Now that we already know the behavior of our data, the model to use and and the order to specify we will go ahead and train a model and make some few predictions. We are also going to split our data into train, test and validation

In [None]:
#splitting data
train_data, test_data = train_test_split(daily_pattern, test_size= 0.3, random_state= 42)

In [None]:
#instantiating ARIMA model
arima_model = ARIMA(train_data, order = (2, 1, 2))
arima_model = arima_model.fit()
arima_model.summary()

We will also do a prediction to see how well our model has learnt. For the predict method, you need to pass in the start and end parameters for the period you want to predict

In [None]:
#specifying start and end
start = len(train_data)
end = len(train_data) + len(test_data)-1
predictions = arima_model.predict(start = start, end= end, type = "level")
predictions.index = plotting_data.index[start:end+1]
print(round(predictions, 2))

In [None]:
predictions.plot(legend =True)
# daily_pattern["parking_availability"].plot(legend= True)

In [None]:
print(daily_pattern.mean())

In [None]:
from sklearn.metrics import mean_absolute_error

#getting the mse and rmse
pred_mse = (mean_squared_error(predictions, test_data))
pred_rmse = sqrt(mean_squared_error(predictions, test_data))
pred_mae = (mean_absolute_error(predictions, test_data))

print(f"The MSE score is {pred_mse}")
print(f"The RMSE score is {pred_rmse}")
print(f"The MAE score is: {pred_mae}")

The rmse range is greater than the mean of the data, meaning that for every prediction we make we are getting a value 160.2 further away from the actual result.
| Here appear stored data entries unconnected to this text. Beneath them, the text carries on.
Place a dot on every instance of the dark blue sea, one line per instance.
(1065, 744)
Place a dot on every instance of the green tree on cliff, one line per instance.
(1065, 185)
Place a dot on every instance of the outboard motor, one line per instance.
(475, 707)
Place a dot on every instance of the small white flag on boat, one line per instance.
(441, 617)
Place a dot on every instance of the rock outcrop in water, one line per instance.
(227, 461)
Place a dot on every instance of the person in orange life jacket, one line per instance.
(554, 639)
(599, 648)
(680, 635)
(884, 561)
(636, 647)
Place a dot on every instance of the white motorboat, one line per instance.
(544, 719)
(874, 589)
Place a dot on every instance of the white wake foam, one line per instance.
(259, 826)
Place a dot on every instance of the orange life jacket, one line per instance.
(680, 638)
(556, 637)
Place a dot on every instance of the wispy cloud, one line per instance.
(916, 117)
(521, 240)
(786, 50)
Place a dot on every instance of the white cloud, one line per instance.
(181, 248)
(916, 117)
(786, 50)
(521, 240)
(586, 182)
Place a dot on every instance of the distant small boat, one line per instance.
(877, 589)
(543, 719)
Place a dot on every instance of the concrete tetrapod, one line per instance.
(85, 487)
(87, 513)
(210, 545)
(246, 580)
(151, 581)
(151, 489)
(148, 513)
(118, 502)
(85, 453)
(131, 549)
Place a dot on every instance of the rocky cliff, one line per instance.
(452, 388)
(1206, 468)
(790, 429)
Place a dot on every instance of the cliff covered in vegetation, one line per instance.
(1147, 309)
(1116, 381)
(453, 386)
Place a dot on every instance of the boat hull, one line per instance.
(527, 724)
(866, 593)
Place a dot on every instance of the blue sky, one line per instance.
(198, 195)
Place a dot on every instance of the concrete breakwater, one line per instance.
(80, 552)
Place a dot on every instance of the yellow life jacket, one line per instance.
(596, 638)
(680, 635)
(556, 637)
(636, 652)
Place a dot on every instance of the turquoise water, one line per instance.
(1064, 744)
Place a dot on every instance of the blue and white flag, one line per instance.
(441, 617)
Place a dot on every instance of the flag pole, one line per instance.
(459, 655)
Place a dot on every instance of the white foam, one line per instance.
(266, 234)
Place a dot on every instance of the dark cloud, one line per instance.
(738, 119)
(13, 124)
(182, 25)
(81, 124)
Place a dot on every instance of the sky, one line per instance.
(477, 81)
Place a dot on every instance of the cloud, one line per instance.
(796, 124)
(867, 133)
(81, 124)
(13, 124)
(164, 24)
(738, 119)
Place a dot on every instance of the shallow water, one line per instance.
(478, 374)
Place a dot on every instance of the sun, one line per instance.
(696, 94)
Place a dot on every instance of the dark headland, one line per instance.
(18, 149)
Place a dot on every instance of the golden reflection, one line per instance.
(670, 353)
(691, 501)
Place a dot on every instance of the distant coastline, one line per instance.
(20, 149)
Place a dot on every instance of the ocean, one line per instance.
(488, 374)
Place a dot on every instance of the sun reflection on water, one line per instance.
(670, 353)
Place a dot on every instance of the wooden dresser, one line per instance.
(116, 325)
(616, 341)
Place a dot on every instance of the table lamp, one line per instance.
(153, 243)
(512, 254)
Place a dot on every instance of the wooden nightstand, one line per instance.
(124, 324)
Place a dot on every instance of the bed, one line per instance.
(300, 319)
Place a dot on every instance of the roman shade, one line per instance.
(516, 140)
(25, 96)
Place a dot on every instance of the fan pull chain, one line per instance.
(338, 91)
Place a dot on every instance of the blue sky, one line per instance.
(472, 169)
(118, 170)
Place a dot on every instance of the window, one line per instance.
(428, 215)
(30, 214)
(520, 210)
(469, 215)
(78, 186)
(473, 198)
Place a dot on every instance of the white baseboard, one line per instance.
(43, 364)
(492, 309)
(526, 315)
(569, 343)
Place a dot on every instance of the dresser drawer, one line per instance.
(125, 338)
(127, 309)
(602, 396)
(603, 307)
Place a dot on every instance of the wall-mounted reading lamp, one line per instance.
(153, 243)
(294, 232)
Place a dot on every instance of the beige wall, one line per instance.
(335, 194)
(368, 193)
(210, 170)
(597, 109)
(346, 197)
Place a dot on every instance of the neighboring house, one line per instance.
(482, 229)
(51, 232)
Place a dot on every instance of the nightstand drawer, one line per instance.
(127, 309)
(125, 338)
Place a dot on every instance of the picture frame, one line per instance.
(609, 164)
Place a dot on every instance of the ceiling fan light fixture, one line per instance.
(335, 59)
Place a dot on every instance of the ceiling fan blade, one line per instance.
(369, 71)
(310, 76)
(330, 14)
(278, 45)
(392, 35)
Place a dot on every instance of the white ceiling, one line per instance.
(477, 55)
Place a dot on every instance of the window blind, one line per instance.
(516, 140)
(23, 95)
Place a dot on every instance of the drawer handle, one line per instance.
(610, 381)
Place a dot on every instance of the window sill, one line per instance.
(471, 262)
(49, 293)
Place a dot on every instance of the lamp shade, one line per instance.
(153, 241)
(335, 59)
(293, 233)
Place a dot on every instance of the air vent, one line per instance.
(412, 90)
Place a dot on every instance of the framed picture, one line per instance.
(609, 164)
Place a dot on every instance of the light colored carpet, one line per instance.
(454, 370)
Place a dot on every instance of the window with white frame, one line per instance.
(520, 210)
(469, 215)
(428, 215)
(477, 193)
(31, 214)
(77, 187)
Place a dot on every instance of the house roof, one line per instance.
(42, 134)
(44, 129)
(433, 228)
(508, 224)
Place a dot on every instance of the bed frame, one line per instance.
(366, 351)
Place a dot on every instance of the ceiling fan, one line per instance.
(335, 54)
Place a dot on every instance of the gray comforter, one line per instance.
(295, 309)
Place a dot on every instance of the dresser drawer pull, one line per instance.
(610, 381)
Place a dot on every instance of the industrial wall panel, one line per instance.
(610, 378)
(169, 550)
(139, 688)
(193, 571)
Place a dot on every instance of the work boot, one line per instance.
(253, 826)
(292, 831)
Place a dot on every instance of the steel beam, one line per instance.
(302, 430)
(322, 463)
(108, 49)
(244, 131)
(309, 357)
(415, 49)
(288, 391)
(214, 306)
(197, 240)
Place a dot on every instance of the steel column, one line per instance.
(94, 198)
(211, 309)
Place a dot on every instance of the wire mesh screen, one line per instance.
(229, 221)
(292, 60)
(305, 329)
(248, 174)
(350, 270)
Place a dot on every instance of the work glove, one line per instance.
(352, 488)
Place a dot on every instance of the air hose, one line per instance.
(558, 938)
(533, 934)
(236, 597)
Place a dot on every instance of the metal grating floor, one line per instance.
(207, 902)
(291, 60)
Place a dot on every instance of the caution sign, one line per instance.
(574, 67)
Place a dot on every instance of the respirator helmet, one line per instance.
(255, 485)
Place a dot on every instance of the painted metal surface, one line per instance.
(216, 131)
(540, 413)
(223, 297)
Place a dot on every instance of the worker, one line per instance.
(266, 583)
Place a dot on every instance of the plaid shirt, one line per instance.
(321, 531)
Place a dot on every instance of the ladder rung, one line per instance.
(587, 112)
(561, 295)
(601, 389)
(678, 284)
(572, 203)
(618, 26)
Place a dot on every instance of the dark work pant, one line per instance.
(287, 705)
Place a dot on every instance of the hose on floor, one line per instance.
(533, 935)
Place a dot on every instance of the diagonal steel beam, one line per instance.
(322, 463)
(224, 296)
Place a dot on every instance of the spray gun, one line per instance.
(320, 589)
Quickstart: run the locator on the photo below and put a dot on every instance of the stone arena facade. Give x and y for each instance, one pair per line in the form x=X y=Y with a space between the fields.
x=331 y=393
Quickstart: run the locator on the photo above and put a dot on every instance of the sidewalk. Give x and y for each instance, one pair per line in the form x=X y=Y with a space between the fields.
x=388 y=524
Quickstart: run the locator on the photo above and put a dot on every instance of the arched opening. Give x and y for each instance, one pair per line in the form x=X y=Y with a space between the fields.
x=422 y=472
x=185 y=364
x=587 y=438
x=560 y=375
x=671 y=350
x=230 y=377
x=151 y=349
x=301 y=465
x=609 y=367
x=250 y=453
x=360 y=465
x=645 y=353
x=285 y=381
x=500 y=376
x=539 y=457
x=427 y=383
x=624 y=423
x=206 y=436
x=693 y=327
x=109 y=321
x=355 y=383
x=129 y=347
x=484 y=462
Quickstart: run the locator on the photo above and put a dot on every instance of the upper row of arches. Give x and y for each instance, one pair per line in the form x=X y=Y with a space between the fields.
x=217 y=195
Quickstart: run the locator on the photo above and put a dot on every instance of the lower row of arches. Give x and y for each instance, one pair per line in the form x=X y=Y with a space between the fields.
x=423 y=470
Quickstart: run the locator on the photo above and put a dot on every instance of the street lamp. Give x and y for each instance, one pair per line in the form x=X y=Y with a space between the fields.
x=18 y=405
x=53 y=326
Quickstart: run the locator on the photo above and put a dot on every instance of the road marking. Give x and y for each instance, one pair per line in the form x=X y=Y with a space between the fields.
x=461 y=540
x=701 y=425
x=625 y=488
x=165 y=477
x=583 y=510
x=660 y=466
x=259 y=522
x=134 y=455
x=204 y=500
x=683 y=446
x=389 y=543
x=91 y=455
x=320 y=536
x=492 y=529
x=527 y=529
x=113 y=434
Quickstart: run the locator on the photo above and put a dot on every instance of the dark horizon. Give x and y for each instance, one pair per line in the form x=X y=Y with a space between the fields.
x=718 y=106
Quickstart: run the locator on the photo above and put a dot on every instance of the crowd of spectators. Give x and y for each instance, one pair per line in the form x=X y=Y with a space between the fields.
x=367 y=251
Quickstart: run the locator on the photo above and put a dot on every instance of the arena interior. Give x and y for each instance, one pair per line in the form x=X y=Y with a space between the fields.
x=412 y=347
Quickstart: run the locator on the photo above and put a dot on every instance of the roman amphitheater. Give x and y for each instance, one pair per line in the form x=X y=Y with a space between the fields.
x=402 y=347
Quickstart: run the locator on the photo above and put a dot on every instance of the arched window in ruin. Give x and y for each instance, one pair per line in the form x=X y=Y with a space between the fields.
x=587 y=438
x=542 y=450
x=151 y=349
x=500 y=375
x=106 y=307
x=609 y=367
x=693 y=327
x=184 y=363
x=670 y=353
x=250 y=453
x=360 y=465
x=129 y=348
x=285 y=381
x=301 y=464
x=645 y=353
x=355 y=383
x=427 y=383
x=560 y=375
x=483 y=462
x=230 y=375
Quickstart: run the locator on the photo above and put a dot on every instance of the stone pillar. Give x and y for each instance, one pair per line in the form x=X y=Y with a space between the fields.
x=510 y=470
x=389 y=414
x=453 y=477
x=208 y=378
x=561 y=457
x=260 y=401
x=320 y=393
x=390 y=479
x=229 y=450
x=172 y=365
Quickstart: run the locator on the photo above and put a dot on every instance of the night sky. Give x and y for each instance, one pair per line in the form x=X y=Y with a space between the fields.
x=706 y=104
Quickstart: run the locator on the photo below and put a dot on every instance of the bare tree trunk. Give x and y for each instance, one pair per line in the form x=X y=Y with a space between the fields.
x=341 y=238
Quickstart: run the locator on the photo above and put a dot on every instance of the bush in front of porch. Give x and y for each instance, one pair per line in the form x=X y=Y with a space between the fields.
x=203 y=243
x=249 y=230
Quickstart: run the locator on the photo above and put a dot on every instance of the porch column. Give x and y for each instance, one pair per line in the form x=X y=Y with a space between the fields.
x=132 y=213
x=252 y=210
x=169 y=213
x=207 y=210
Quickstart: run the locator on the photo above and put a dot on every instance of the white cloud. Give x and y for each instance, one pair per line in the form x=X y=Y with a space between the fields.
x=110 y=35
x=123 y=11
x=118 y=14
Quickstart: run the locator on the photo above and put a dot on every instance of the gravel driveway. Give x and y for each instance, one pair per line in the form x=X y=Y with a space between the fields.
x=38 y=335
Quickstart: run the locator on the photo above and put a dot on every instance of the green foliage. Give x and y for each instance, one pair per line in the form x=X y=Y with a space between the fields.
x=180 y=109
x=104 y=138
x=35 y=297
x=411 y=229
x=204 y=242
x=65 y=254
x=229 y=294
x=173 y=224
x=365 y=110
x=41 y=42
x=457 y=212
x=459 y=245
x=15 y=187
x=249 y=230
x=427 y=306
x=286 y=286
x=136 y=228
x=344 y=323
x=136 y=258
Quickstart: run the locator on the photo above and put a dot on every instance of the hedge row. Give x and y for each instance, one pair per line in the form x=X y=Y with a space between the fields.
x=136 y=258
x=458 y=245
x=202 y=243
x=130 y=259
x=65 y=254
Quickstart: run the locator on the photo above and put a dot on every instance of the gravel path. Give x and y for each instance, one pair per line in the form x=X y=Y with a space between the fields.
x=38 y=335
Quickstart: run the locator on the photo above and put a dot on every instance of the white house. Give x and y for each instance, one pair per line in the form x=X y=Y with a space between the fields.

This means that our model is not performing well and needs improvement 

##### **Making Future Predictions**

For this to take place effectively we will train the model on the whole dataset

In [None]:
arima_model2 = ARIMA(plotting_data, order= (2,1,2))
arima_model2 = arima_model2.fit()

In [None]:
#setting up future dates 
future_dates = pd.date_range(start= "2024-01-01", end = "2024-01-31")
#making prediction
future_preds = arima_model2.predict(start = len(plotting_data), end = len(plotting_data)+ 30, type = "levels")
future_preds.index = future_dates
print(future_preds)

Viewing the predictions from the ARIMA model, we can see there is similarity in the values except for the decimal values. This indicates our model has not captured most of the seasonality and trend component.Our model maybe also overfitting to the training data or it may be that the series does not have a strong enough seasonal component.

Having also many facilities makes it hard to interpret the prediction for each facility. To overcome this problem, we are going to group our data using facility name and then model time series for each facility in our dataset. This will ease prediction of a parking availability for a given facility, date and time

In [None]:
grouped_data = dddata.copy()
grouped_data.drop(columns=["ParkID", "zone_id"], axis= 1,inplace= True)

grouped_data

#### **2. PROPHET**

After grouping our data, we are going to an advanced machine learning algorithm called `Prophet`. Prophet is an open-source forecasting tool developed by Facebook for time series analysis. It is designed to handle daily observations that display patterns such as seasonality and holidays. Prophet simplifies the forecasting process and provides intuitive methods for producing accurate predictions with customizable components.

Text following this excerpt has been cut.